Seattle isn't always the enlightened city it's supposed to be. A case in point, according to a report released March 3 by the Northwest Federation of Community Organizations, is the economic and racial divide that exists in the city's health profile and its citizens' access to hospital care.
The report, entitled "Equal Treatment? Seattle Hospitals Put to the Test," is based on Public Health data and a survey of 200 residents in lower-income areas of Seattle, along with 77 phone calls and 24 visits made to six hospitals by "site testers." The results point to striking differences between those who live in Seattle's south and north ends.

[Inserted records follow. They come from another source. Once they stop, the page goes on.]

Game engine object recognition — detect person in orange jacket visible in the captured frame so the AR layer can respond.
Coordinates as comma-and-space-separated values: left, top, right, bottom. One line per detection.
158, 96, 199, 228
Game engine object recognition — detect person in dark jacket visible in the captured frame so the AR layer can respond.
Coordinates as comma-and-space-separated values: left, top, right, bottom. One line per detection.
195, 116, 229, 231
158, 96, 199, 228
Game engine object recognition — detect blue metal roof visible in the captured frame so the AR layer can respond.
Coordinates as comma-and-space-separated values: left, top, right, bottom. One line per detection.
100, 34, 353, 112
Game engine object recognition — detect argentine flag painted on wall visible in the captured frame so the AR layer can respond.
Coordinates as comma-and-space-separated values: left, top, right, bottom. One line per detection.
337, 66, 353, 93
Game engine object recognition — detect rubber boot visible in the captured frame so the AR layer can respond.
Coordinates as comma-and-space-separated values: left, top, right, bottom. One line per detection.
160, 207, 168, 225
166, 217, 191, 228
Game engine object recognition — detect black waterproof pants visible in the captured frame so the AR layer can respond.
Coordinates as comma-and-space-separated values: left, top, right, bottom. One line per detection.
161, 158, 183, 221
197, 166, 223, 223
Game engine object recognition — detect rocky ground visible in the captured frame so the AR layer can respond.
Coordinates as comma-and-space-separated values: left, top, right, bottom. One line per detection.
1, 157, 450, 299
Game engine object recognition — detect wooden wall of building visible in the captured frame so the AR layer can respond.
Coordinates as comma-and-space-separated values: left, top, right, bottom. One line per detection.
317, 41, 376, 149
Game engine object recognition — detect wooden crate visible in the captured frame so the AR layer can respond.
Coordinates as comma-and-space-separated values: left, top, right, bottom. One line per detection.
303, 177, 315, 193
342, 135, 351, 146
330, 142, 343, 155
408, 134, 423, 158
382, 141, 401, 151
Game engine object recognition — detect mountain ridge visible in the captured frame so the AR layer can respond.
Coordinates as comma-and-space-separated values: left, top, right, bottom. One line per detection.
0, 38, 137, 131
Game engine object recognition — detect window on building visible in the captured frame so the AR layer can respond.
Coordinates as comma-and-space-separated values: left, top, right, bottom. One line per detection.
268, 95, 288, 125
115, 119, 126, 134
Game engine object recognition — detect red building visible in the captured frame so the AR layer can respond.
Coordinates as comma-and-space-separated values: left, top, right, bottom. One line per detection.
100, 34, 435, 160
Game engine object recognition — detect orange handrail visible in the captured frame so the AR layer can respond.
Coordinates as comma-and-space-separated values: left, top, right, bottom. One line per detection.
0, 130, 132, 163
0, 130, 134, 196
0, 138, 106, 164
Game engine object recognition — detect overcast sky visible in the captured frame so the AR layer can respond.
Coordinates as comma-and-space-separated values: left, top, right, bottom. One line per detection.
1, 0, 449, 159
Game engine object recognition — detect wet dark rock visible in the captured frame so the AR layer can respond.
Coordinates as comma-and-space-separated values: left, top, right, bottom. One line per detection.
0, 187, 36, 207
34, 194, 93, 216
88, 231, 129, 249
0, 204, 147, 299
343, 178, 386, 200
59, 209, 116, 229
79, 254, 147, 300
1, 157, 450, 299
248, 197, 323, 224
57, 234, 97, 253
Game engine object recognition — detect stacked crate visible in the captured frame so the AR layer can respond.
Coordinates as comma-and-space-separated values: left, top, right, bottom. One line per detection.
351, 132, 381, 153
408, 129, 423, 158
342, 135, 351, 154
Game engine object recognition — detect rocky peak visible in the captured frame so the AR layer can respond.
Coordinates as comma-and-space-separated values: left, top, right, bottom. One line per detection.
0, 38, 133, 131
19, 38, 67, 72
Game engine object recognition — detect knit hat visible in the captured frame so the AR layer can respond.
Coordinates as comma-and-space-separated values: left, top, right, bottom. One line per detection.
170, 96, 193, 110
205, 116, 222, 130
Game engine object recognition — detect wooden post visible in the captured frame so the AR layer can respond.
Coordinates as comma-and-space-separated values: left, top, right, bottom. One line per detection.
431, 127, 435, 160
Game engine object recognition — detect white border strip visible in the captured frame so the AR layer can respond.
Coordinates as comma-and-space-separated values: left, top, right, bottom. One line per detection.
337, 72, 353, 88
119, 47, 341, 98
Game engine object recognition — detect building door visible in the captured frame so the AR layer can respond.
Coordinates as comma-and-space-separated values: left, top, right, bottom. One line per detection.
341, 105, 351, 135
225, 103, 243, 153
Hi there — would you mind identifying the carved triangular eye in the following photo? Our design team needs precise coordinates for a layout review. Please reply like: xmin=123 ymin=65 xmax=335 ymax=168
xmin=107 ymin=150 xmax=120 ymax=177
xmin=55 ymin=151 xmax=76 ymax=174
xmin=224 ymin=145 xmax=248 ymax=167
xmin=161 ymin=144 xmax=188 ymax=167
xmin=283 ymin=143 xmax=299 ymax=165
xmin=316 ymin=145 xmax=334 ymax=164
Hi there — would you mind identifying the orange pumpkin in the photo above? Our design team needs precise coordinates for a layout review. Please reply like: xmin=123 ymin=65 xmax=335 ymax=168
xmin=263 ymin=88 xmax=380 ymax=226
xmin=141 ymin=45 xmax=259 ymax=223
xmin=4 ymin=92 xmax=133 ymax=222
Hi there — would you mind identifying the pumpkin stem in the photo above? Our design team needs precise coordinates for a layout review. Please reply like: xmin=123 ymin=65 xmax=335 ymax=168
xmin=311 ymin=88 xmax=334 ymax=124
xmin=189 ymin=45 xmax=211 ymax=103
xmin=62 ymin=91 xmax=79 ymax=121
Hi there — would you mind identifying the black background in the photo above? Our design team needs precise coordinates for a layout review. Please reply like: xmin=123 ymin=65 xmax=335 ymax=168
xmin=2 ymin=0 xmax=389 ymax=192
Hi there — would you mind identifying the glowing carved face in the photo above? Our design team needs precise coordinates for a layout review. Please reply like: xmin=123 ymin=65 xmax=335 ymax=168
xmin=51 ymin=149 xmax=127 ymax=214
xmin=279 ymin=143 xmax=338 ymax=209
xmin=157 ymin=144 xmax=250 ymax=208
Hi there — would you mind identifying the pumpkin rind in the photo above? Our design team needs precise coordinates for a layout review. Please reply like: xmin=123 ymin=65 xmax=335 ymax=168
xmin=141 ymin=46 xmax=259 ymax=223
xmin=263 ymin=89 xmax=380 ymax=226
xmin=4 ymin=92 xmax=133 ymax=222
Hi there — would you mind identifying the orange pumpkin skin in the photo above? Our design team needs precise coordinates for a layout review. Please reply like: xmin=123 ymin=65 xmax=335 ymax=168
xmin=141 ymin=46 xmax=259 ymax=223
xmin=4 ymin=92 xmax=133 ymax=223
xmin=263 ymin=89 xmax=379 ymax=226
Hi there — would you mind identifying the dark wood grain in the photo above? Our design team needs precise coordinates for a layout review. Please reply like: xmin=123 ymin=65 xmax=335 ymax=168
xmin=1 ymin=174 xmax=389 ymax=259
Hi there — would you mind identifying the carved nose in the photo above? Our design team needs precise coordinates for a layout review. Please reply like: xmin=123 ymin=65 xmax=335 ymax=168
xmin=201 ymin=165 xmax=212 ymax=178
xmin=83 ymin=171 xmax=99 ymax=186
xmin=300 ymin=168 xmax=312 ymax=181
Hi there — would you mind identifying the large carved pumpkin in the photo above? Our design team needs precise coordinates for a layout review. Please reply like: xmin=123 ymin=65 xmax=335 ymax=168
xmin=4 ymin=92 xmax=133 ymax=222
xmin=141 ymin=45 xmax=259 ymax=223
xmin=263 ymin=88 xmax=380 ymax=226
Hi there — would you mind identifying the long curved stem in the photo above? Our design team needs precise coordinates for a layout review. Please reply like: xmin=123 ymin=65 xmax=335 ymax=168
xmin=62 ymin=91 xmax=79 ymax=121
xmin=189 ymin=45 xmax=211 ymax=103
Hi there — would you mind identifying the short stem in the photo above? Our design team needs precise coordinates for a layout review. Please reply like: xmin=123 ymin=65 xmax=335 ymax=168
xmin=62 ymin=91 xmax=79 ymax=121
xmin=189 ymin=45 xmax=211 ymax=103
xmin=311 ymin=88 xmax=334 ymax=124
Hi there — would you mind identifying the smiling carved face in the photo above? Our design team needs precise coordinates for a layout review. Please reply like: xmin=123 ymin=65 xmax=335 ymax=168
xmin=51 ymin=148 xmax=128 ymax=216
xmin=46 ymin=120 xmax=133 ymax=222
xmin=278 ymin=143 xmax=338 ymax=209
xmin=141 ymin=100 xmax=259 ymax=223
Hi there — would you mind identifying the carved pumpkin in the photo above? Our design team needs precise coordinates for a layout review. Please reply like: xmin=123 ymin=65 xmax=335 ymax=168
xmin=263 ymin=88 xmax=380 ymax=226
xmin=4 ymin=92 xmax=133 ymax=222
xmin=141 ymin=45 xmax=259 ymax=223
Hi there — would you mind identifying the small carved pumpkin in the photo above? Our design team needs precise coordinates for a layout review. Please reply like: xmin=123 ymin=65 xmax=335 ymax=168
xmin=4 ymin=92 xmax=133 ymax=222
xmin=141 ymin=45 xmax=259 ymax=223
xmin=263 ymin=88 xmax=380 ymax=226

In lower-income Southeast Seattle, for instance, where there are more people of color, more infants under the age of 1 die each year -- an average of six per 1,000 births compared with less than one in largely white, middle-class North Seattle. The Southeast residents also have twice the number of asthma hospitalizations, the report says, and a five-year shorter life expectancy at age 50.
In seeking hospital care, Southeast residents, in particular, have further to go -- 7.2 miles to the nearest hospital versus one mile for a north-end resident -- and, if they don't have insurance or speak English, their only real choice is the county's public hospital, Harborview Medical Center, which provides the trained interpreters required by federal law, along with the lion's share of Seattle's charity and Medicaid care for the poor. Virginia Mason Medical Center rated the lowest in charity care, providing less than 1 percent of its gross revenue in charity care compared with 12.6 percent for Harborview.
Swedish rated high for providing interpreters and financial assistance forms in Spanish, but when one site tester called the hospital's Cherry Hill campus in Spanish, the receptionist hung up -- a common occurrence, the report says, along with being put on hold endlessly.